Cumhuriyet Halk Partisi anayasa değişikliğiyle ilgili yanılsama yaratan ikili bir strateji güdüyor. Üstünü ilk kez örttüğü bir nokta hariç- kendi içinde bütünlülük ve netlik arz eden bir politika bu.
Yeni yasama döneminin başından, yani MHP lideri Bahçeli’nin AK Parti’ye “hükümet sistemi teklifinizi getirin görüşelim” dediği Ekim 2016’dan beri “olmaz, yaptırmayız” diyor CHP.
“Yaptırmayız” keskinliği keşke sadece siyasi kararlılık ifadesi olsaydı ama değil. CHP sözcüleri gibi Kılıçdaroğlu da defalarca bazen mealen bazen doğrudan “kan dökmeden yapamazsınız”, “iç savaş çıkar”, “milletvekilleri gerekirse bedensel bedel öder” diyerek siyasi alanı tehdit etti çünkü.
Önce Anayasa Komisyonu’nda sonra Meclis Genel Kurul’unda saldırgan ve ısırgan bir tutum sergileyerek dediğini yaptı da.
Daha önce de yazdım. CHP’nin izlediği strateji hiç orjinal değil. Söylem olarak da, eylem olarak da, ikici el.

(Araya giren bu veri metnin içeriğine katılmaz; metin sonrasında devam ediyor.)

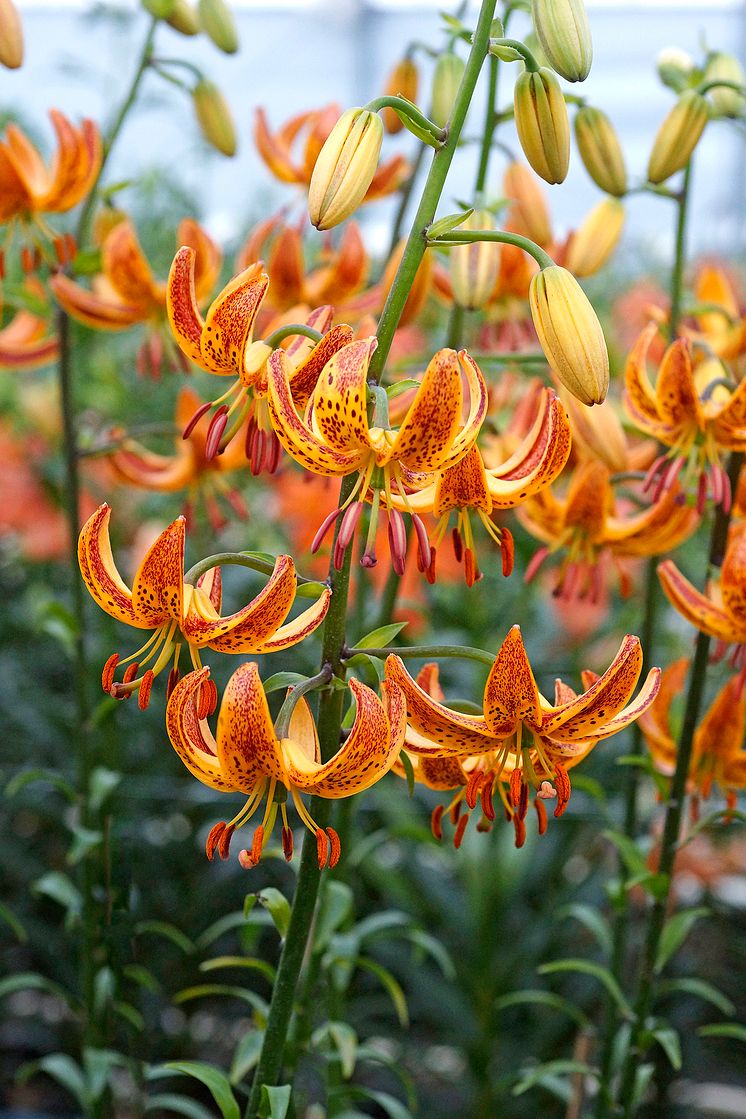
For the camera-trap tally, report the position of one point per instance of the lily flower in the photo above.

HDP’nin 2015 başında “seni başkan yaptırmayacağız” diyerek meydan okuyuşunu taklit ediyor. PKK’nın 2015 yazında aynı söylemlerle ortalığı nasıl kana boyadığı ise herkesçe malum.

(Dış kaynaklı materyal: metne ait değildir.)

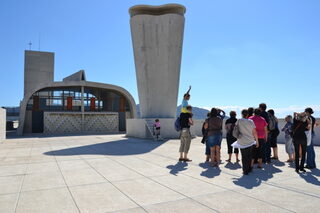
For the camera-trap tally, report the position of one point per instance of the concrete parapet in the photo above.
(198, 126)
(137, 128)
(2, 124)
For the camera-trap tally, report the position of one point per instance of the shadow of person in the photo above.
(248, 181)
(255, 178)
(310, 178)
(233, 166)
(209, 172)
(278, 163)
(178, 167)
(315, 172)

Bunun öncesi de var elbette. 2010 sonrasında PKK’nın “diktatör Erdoğan”, FETÖ’nün “Yezid Erdoğan” şeytanlaştırmalarını hatırlayın. Gezi’deki korkunç sloganları hatırlayın. Ve sonra FETÖ, PKK, DEAŞ ve DHKP-C’nin rol alışını.

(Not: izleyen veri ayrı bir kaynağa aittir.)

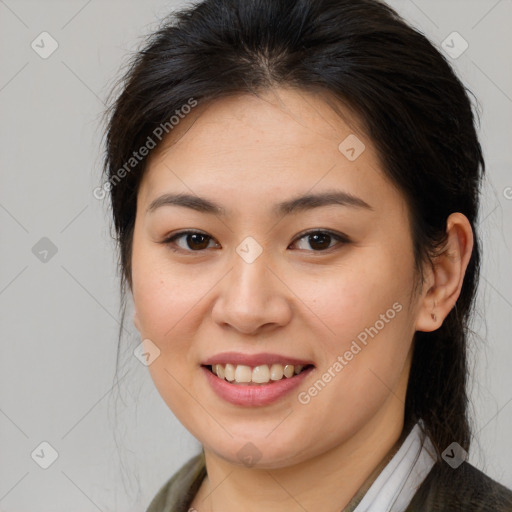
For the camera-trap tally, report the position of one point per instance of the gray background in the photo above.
(60, 317)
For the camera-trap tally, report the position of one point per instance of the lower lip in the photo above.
(249, 395)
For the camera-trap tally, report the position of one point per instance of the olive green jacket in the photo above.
(465, 489)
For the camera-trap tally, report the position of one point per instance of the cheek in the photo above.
(355, 294)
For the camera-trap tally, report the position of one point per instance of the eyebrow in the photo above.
(294, 205)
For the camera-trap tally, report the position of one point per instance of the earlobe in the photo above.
(447, 274)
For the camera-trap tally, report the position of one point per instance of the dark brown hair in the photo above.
(412, 106)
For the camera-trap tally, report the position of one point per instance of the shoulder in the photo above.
(179, 490)
(464, 489)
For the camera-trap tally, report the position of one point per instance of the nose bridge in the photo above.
(250, 282)
(251, 295)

CHP’nin ağzındaki, terör örgütlerinin çiğneyip tükürdüğü kanlı “yaptırmayacağız” sakızıdır.
***
Başından beri aynı argümanları kullanıyor CHP. “Rejimi değiştiriyorlar!” iddiası en önemli motto. Öyle görülüyor ki referandum stratejisini de bunun üzerine kuracak CHP.
Lakin bir ülkedeki siyasal rejimi belirleyen temel kriteri el çabukluğu marifet, gözden kaçırmak mümkün müdür? Sandık halkın önüne geldiği müddetçe aksini iddia edebilir misiniz? Etseniz inandırıcı olabilir misiniz?